Die Schau zeichnet die an Umstürzen reiche Zeit im 16. Jahrhundert nach, in der Christoph regierte. Dabei wird nicht nur sein Leben dargestellt und seine Leistung gezeigt, die Württemberg rasch in eine evangelische Führungsposition hineinwachsen ließ. Den neuen Glauben und sein Land sicherte er auch ab mit einer überlegten Heiratspolitik sowie dem Ausbau von Landesfestungen. Außerdem versuchte er mehrfach, innerevangelische Glaubensstreitigkeiten zu überwinden und auch so die protestantische Sache zu stärken.
CHRISTOPH 1515-1568
Ein Renaissancefürst im Zeitalter der Reformation
Dauer: 24. Oktober 2015 bis 3. April 2016
Öffnungszeiten:
Dienstag bis Sonntag, 10 – 17 Uhr, und an Feiertagen (außer 24.12.2015, 25.12.2015, 31.12.2015 und 25.3.2015)
Führungen für Gruppen: 60 Minuten, 65,00 Euro plus Eintritt
Angebot für konfessionelle Jugendgruppen:
Führung „Friedlicher Christoph – Zeitreise in die Reformation“, 60 Minuten, bis 25 Personen, 95,00 Euro inklusive Eintritt
Beim Besuch der Herzog-Christoph-Ausstellung gewährt das bibliorama ermäßigten Eintritt und umgekehrt ebenso.
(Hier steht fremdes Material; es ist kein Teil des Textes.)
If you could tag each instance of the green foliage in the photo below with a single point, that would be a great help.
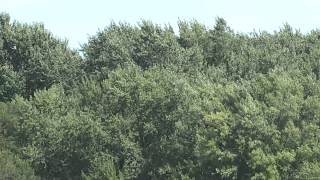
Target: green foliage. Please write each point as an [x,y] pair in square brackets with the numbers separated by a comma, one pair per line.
[147,103]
Christoph gelang es, die bei seinem Amtsantritt mehr als zerrütteten Staatsfinanzen zu sanieren und eine effiziente Verwaltung aufzubauen. Württemberg erhielt zudem ein flächendeckendes Schulnetz - jeder sollte in die Lage versetzt werden, selbst die Bibel zu lesen. Historiker sehen darin die Weichenstellung Württembergs hin zum Volk der Dichter und Denker. Christophs Große Kirchenordnung von 1559 blieb Jahrhunderte fast unverändert in Kraft und wurde von mehreren anderen Staaten von Skandinavien bis Slowenien als Blaupause übernommen.
Auf rund 1.000 Quadratmetern gibt die Ausstellung ein buntes Bild der Umbruchzeit vor fünf Jahrhunderten. Sie zeigt die damals übliche konfessionelle Polemik etwa mit Spottbildern auf die katholische Geistlichkeit und den Papst, präsentiert die mit Bildern propagierten evangelischen Glaubensinhalte, und sie weitet den Blick über Württemberg hinaus, wenn sie auf Glaubensflüchtlinge hinweist, die hierzulande aufgenommen wurden. Der wohl berühmteste von ihnen, Primus Truber aus Slowenien und Kroatien, übersetzte im württembergischen Exil die Bibel und Lutherschriften und wurde dadurch zum Schöpfer der kroatischen und der slowenischen Schriftsprache.
Der bereits zu Lebzeiten hoch verehrte Christoph wird bis heute geschätzt. An ihn erinnern zahlreiche Denkmäler - auch auf dem Stuttgarter Schlossplatz. Die unter ihm erfolgten Weichenstellungen wirken bis heute nach. Der württembergische Landesbischof Frank Otfried July wies bei der Vorstellung der Ausstellung darauf hin, dass Christoph auch heute "topaktuell" sei. Schon damals habe er Schutzsuchende und Flüchtlinge aufgenommen, seine "Armenkastenordnung" baue auf der christlichen Pflicht auf, Menschen in Not zu helfen, und seine öffentliches Eintreten für Glaube und Christentum gelte bis heute. Eine Kirche befinde sich in der Tradition von Christoph, wenn sie bei Bildung, Hilfe für Schwache und dem Schutz für Fremde Tacheles rede, sagte der Landesbischof.